EC – Sí, está claro que no tiene sentido pensar simplemente eso como un museo, tiene que haber entorno al museo, o a la parte de evocación histórica, atractivos con servicios turísticos, eventualmente una posada o en todo caso restaurante, cafetería, un mínimo por ese lado…

RC – …Con un aprovechamiento además de la gente que desde Buenos Aires viaja en barco…

EC - …Y a eso iba porque la zona en la que se encuentra hoy implantada esa estancia es una zona que ya tiene un movimiento muy importante. Por supuesto el puerto de Nueva Palmira tiene toda la dinámica vinculada con las exportaciones y las importaciones y sobre todo la canalización de las ventas al exterior de nuestra producción de granos, pero muy cerca también está Carmelo que tú mencionaste que ha ido adquiriendo en los últimos años un desarrollo inmobiliario y de servicios turísticos realmente fuerte impulsado desde la República Argentina y con clientes, con propietarios, con usuarios, que llegan que cruzan el río muy fácilmente y aprovechan los fines de semana o las épocas de vacaciones allí. Ese movimiento que ya existe y que anda muy cerca, sin duda podría extenderse hasta un lugar como la estancia Ordoñana.

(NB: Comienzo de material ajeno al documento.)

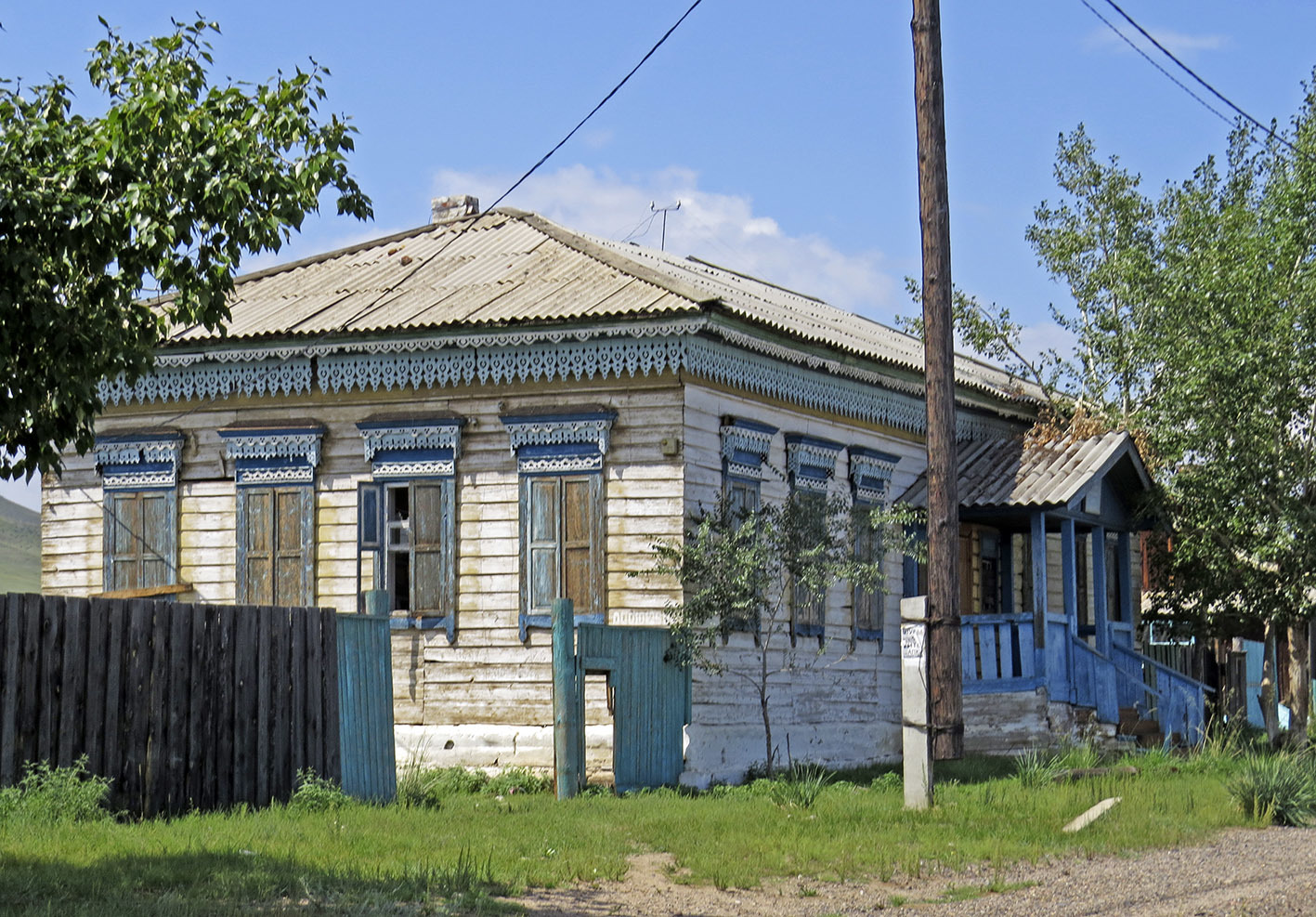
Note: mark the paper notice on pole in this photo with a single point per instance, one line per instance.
(912, 641)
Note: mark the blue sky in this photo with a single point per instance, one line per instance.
(785, 129)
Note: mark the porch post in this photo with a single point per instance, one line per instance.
(1007, 572)
(1037, 536)
(1069, 574)
(1099, 610)
(1124, 559)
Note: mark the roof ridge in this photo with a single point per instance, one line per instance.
(615, 259)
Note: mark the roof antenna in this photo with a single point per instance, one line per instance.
(654, 208)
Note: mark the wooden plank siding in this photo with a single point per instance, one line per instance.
(489, 677)
(841, 707)
(486, 699)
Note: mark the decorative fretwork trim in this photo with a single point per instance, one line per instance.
(212, 380)
(139, 480)
(558, 465)
(293, 443)
(273, 455)
(559, 429)
(439, 435)
(403, 468)
(870, 474)
(811, 461)
(138, 462)
(745, 446)
(571, 354)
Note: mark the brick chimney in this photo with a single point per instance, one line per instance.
(454, 207)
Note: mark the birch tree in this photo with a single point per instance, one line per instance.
(166, 191)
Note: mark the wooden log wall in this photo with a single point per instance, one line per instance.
(182, 707)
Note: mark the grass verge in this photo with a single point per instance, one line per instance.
(463, 856)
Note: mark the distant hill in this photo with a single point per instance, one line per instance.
(20, 547)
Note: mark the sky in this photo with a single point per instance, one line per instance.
(785, 129)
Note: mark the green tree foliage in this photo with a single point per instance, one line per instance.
(741, 571)
(167, 190)
(1195, 325)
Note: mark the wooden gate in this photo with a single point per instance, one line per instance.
(650, 701)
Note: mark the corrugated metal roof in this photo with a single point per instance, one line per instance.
(1012, 473)
(508, 268)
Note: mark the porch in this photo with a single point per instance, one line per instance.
(1048, 594)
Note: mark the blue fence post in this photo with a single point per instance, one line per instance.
(567, 723)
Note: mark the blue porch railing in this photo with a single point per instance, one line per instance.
(997, 653)
(1173, 699)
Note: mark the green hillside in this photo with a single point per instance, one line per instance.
(20, 549)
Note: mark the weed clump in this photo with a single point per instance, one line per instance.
(316, 793)
(56, 795)
(1278, 788)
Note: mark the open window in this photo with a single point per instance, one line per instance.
(407, 520)
(870, 484)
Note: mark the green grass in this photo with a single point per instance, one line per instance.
(359, 859)
(20, 549)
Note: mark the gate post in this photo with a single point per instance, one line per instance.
(567, 723)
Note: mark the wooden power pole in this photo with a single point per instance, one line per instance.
(944, 675)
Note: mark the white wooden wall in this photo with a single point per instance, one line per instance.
(836, 705)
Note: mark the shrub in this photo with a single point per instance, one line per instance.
(1280, 788)
(57, 795)
(316, 793)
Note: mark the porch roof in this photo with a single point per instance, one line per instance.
(1018, 473)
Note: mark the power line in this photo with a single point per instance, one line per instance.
(1148, 59)
(1245, 116)
(545, 158)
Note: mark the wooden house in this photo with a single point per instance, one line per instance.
(491, 411)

RC – E insisto y porque el habitante de Buenos Aires fundamentalmente tiene una cultura del yachting, que ha hecho que haya una cantidad de boating clubs en las cercanías de Buenos Aires, y que este trayecto remontando el Río Uruguay es particularmente atractivo. Ellos llegan a Mercedes con sus barcos en determinadas épocas del año, por qué no pensar que esta subida por el Uruguay anterior todavía a la capital pudiera ser un punto interesantísimo para tener un muelle, para pasar allí algunos días, y servicios en todo caso que le dieran un argumento para que esa fuera una natural detención en nuestro territorio.


***


EC – Los oyentes aportan más datos a propósito de Domingo Ordoñana: “fue pionero en la ecuación”, dice Roberto; “consiguió las caballadas con sus cuñados, importó cabras de Cachermira y Angola para la producción, introdujo la raza Merino Moyam”, dice Eduardo en su mensaje. Además otro oyente agrega que “en 1888 fue miembro fundador de la Cámara Española de Comercio”.

En fin, un hombre con una actividad variada y muy intensa, cuya casa ustedes de todos modos pueden visitar aunque todavía no esté pronto ese desarrollo, aunque todavía no se conozca cuál va a ser el formato final, de todos modos yo les recomiendo que vayan.

Tomando esa ruta 21 que une Nueva Palmira con Dolores, a pocos kilómetros después de salir de Nueva Palmira a mano izquierda van a encontrar el camino que los lleva en pocos kilómetros hasta allí. Los van a atender muy bien estos caseros que tienen vocación de guías.